Hommage aux inépuisables racines de la culture Gnawa, irrésistiblement psyché, indéniablement rock, biberonné à la funk, Bab L’Bluz secoue les traditions pour mieux les régénérer. Un blues du désert résolument électrique !

Cette soirée aux SUBS ouvre la 20e édition de La Biennale TRACES : un programme riche d’une centaine de propositions (conférences, tables rondes, expositions, journées d’études, projections de films, concerts, spectacles).

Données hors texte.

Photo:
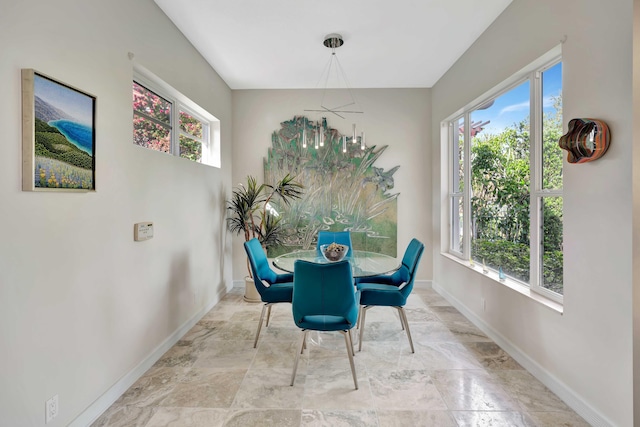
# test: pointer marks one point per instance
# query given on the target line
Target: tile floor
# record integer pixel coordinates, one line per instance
(457, 377)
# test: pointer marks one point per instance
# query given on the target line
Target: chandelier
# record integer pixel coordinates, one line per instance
(334, 41)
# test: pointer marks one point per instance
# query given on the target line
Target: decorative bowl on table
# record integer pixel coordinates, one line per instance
(334, 251)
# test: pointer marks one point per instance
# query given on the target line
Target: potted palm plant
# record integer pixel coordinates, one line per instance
(253, 213)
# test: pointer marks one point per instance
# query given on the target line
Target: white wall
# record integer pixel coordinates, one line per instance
(587, 351)
(81, 303)
(398, 118)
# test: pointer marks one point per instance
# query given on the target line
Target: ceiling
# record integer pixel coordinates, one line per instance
(278, 44)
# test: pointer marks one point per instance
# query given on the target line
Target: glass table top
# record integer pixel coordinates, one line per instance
(363, 263)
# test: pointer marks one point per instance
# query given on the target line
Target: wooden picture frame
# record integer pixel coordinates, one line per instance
(58, 135)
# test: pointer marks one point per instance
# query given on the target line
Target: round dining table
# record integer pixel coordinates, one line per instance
(363, 263)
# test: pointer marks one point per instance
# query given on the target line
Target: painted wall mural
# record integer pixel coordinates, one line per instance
(343, 189)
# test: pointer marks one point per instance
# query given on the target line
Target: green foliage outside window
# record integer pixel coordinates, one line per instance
(500, 202)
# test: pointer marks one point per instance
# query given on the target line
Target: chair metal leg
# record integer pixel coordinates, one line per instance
(349, 344)
(268, 316)
(303, 338)
(264, 307)
(352, 347)
(403, 319)
(363, 311)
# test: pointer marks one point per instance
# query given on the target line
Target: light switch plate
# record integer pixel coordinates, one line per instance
(142, 231)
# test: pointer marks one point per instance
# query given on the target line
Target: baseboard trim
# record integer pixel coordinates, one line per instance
(97, 408)
(568, 395)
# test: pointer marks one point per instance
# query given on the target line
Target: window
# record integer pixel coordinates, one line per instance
(505, 179)
(164, 120)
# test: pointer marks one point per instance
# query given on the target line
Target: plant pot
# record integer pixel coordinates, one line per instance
(250, 292)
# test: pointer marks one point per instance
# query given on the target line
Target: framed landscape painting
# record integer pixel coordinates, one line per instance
(58, 135)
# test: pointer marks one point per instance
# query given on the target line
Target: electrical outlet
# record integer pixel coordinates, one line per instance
(51, 409)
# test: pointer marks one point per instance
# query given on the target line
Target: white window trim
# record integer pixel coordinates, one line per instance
(211, 138)
(530, 72)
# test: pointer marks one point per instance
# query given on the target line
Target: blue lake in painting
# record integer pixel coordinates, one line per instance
(80, 135)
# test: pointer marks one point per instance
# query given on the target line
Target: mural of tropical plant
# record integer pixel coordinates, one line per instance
(343, 189)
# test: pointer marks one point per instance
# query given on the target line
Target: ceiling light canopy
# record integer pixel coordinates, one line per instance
(334, 41)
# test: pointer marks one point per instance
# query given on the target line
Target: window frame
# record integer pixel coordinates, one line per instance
(179, 103)
(533, 74)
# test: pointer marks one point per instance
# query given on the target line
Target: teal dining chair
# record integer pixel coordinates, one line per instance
(273, 288)
(340, 237)
(391, 290)
(324, 299)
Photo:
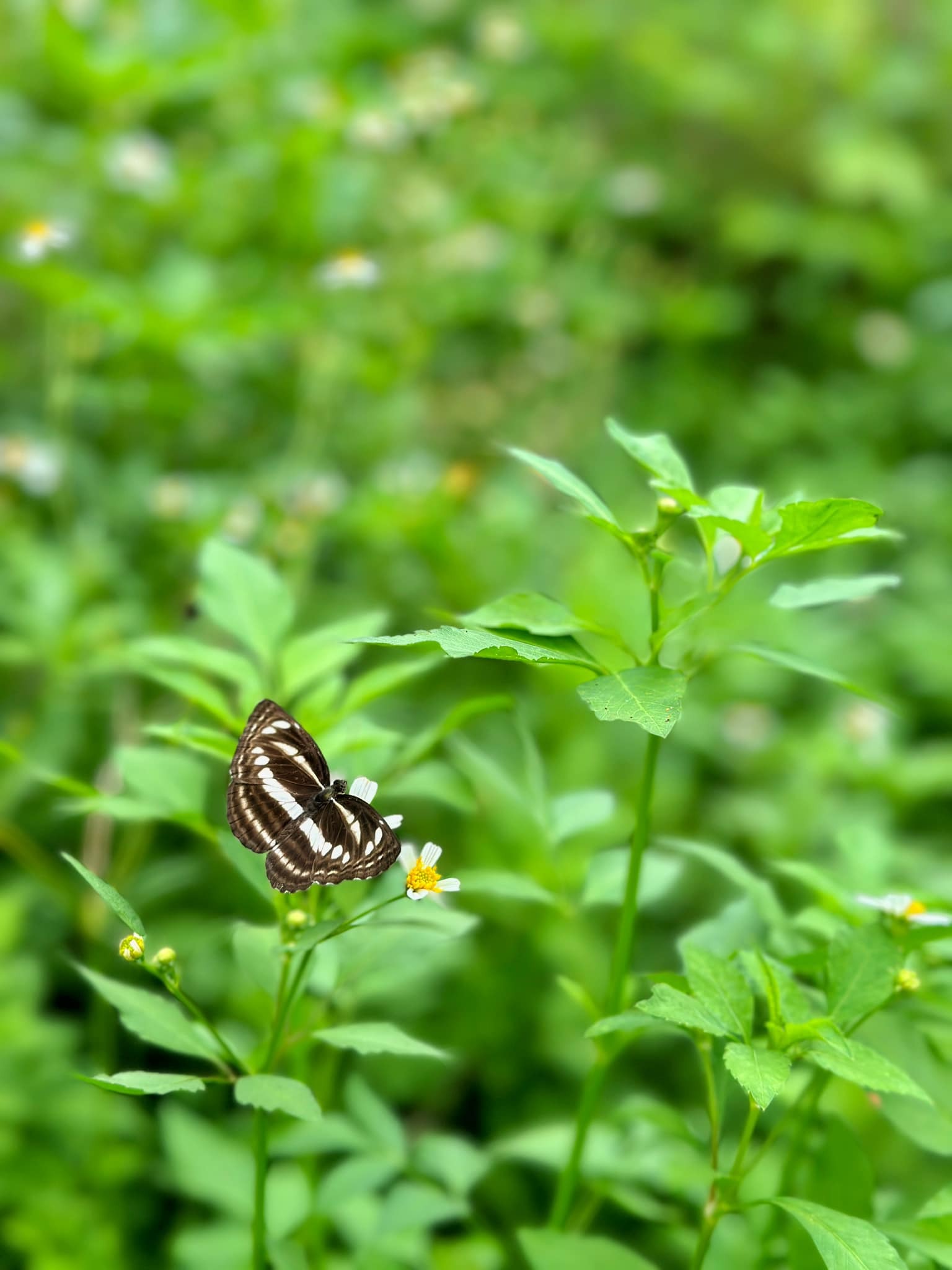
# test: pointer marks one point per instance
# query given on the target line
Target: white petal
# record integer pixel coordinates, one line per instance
(364, 789)
(892, 905)
(930, 920)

Portées par une grande diversité d’acteurs, qui ont tous en commun de travailler les questions qui entourent les migrations d’hier et d’aujourd’hui en région Auvergne-Rhône-Alpes, chercheur.euses, artistes, médias, collectifs et associations, lieux et institutions, collectivités territoriales se réuniront du 7 octobre au 7 décembre 202. Cette année, la Biennale s’intitule « Exister aux confins de la migration », et les artistes issus des migrations récentes ou anciennes y auront une grande place.

Party en exil est le deuxième épisode d’une série d’invitations que les SUBS imaginent avec l’atelier des artistes en exil. Cette structure unique en son genre soutient plus de deux cents artistes du monde entier qui ont récemment trouvé refuge en France. Ils sont plasticiens, chorégraphes, danseurs, metteurs en scène et ont quitté un pays où ils étaient menacés. Leurs œuvres sont des témoignages vivants et percutants des migrations artistiques contemporaines.